Every now and then, a technology comes along that changes the strides humanity takes. The introduction of the first-generation iPhone in 2007 changed the way we look at the phone and how we use it. Smartphones and social networking have changed the way we communicate and work, which has had an unprecedented impact on healthcare, travel, education, national security, and political and social revolutions. If we look closer, however, 3G networks once played a very crucial role in the emergence of these smartphones and social networks, but now that time has passed, and the sunset of 3G networks is near. The ubiquitous nature of 3G networks, the high speed required to support this transcendental user experience, and low-priced data plans were the catalyst required for the huge impact that smartphones had on human history.
3G Sunset Dates: When Will 3G Be Shut Down?
In the United States, major operators have announced plans and details of dates to shut down the 3G network. Verizon had plans to shut down the 3G network earlier in 2016, as it didn’t make economic sense to maintain the 3G CDMA network and a different 4G network, but those plans were delayed. 3G has lasted for years after, and until this today, 3G was still available, with no plan to shut it down or phased out. However, it appears the plan to phase out and stop 3G networks is back on track.
Tracking the 3G Sunset: Dates & Details
How much longer will 3G last? Here are some 3G sunset dates and how major U.S. carriers plan to end 3G, including Verizon, T-Mobile, and AT&T.
|Verizon||End of 2020||“Virtually all Verizon data traffic runs on our 4G LTE network. We have very few customers who are still accessing our 3G network.”||Customers “are welcome to call into our customer service team and we will be happy to help them.”||FAQs|
|AT&T||“Early” 2022||“This will help free up spectrum to better accommodate next-generation technologies and services.”||“We will work with our customers during this transition.”||FAQs|
|T-Mobile||“Over the next several years” but “we haven’t shared timing.”||“We will be phasing out some older technologies… to free up even more capacity for LTE and 5G.”||“We’ll make sure any affected customers are aware in advance to make adjustments if needed.”||N/A|
Why Operators Should Move on from 3G
Here are some reasons for operators to make the move from 3G:
- The primary driver is the re-use of spectrum for 5G. Spectrum is the lifeblood of the operators and there can never be enough spectrum for them.

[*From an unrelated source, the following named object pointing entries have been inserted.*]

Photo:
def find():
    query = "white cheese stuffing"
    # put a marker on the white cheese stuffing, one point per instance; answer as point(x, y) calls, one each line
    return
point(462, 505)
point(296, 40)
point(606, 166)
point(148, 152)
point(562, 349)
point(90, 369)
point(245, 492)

- Cost and operational efficiency of maintaining only 5G/4G networks.
- A mad “gold rush” kind of frenzy to claim the first/early mover advantage of higher speeds and nationwide coverage on 5G networks, which in turn will help retain and add new subscribers to their network.
- The promise of all the 5G features with Enhanced Mobile Broadband (eMBB), Ultra-Reliable Low Latency Communications (URLLC), and especially Massive Machine-Type Communications (mMTC) with limitless possibilities.
- Decrease the complexity and increase the reliability of the core networks, which aren’t required to support 3G technologies going forward.
Why Subscribers Should Move on from 3G
With 3G networks being phased out, here are some reasons for subscribers to make the move from 3G:
- 5G-capable devices are already available now, which are more efficient and cost-effective in the long run.
- The major US operators have confirmed there is no additional cost or surcharge
- The majority of 3G/2G devices tend to be the IoT devices and there are a rich set of 5G Massive Machine-Type Communications (mMTC) features and more exciting features coming down the pipeline.
While the curtain coming down on 3G reminds me of Clint Eastwood riding off into the sunset at the end of the movie The Good, The Bad, And The Ugly, there is a lot of excitement about the future of 5G and exciting applications such as augmented/virtual reality, Cellular Vehicle-to-Everything (C-V2X), the scale of billions of connected devices, and the insane speeds and low latencies never before experienced. And, finally, Peter Thiel will get his proverbial flying cars instead of 140 characters. Now, if only European operators would follow the lead from United States operators and also shutdown their 3G/2G networks. Come out of the dark ages and help me out on my roadmap. Is that too much to ask? Sigh!